If we’re going to increase immigration and not prioritize integration, bilingual education makes sense.
Bilingual education policies could be a way to educate children who haven’t yet learned English well enough. But a new policy aims at something different. Basically, areas with enough foreign language speakers now have the power to demand that the public school teach their children in that language. Ironically, public education got started as an effort to “Americanize” immigrants.
France 24 reports, “Bilingual education in US in its infancy, but growing.”
Brazil, with a ‘z’ or an ‘s’?” asks a girl. “In Spanish, it’s with an ‘s,’ in English with a ‘z,'” another kid answers.
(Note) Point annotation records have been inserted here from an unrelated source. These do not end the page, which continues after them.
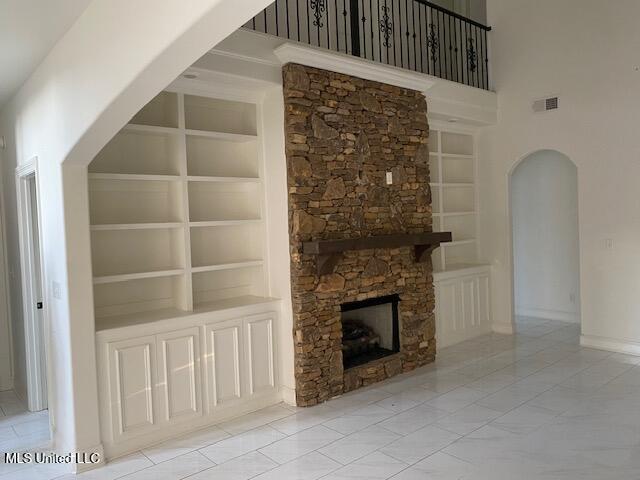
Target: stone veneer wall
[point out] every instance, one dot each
(342, 135)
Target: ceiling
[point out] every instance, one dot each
(28, 31)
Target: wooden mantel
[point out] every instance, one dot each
(329, 252)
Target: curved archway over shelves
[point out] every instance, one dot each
(114, 59)
(545, 237)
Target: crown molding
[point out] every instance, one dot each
(354, 66)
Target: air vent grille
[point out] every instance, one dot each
(545, 104)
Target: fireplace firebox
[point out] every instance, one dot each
(369, 330)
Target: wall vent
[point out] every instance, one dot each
(545, 104)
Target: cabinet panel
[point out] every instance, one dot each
(446, 312)
(469, 307)
(484, 317)
(462, 307)
(179, 374)
(132, 378)
(224, 351)
(260, 354)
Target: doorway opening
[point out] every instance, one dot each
(545, 243)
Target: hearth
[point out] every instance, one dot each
(369, 330)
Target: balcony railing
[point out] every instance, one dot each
(412, 34)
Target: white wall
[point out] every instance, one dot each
(586, 51)
(544, 212)
(6, 360)
(116, 57)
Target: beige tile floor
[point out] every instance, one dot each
(535, 405)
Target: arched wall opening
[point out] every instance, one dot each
(545, 237)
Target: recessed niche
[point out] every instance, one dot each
(134, 201)
(225, 244)
(370, 330)
(220, 158)
(220, 285)
(134, 152)
(211, 201)
(162, 111)
(456, 143)
(215, 115)
(136, 296)
(119, 252)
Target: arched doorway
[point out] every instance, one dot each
(545, 241)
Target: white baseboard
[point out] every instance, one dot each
(547, 314)
(6, 383)
(610, 344)
(85, 467)
(503, 328)
(288, 395)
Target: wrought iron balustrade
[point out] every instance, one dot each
(412, 34)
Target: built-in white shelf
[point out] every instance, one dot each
(137, 276)
(453, 190)
(176, 205)
(133, 127)
(454, 185)
(230, 137)
(224, 223)
(134, 177)
(193, 178)
(140, 318)
(454, 214)
(459, 242)
(228, 266)
(136, 226)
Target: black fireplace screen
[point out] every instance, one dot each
(369, 330)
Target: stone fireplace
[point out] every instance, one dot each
(369, 330)
(345, 137)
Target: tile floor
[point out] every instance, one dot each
(531, 406)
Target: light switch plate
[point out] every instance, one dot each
(57, 290)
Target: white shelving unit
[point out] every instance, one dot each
(453, 173)
(462, 283)
(176, 205)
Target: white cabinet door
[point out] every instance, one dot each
(469, 303)
(224, 354)
(447, 313)
(462, 308)
(132, 378)
(179, 375)
(484, 302)
(258, 330)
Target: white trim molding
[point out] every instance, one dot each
(559, 315)
(350, 65)
(610, 344)
(288, 395)
(36, 334)
(502, 328)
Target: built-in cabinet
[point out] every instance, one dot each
(185, 327)
(462, 305)
(176, 207)
(155, 386)
(461, 280)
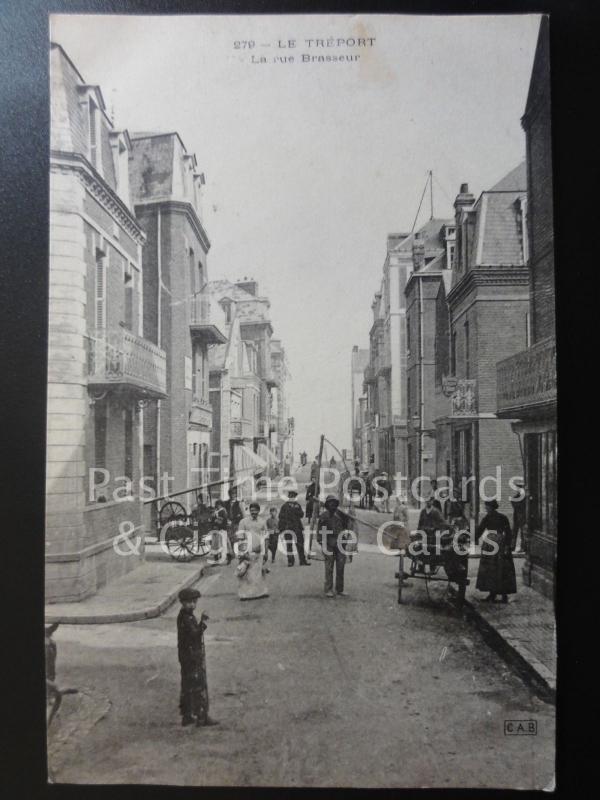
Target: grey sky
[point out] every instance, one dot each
(309, 166)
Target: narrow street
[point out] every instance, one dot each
(309, 691)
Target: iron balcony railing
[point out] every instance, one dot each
(117, 357)
(464, 398)
(241, 429)
(527, 380)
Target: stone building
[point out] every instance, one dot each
(527, 380)
(385, 374)
(488, 320)
(280, 433)
(432, 253)
(101, 368)
(166, 191)
(244, 383)
(358, 363)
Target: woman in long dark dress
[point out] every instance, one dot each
(496, 573)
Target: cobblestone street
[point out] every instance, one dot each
(353, 691)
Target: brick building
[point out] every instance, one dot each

Just another day in a bilingual class at a Los Angeles school.
A sign that proclaims “Bienvenido/Welcome” is pinned above the blackboard of this class in a bilingual program at Franklin High School.
It’s Thursday morning, and in history class, teacher Blanca Claudio asks her 11- and 12- year old students to find Mesoamerica — an area stretching from southern Mexico through Central America — on the map.
Half of the population of Los Angeles — the second most populous US city after New York — is of Hispanic origin, and Latinos make up 16 percent of the US population, making them the largest single ethnic minority group in the country.
And even though Spanish is the second most spoken language in the United States and commonly heard in Los Angeles, not even this city has a large bilingual school program.
Most such programs are just designed to serve as a bridge so that foreign students can learn English, and then move on take the mainstream English-language classes.
However, fully bilingual programs — in which kids take some classes in English and others in another language — like the one at Franklin are set to expand starting July 1 when a law called Proposition 58 comes into effect.
Although Franklin is called a high school, it also includes a middle school. So, it has kids as young as 11.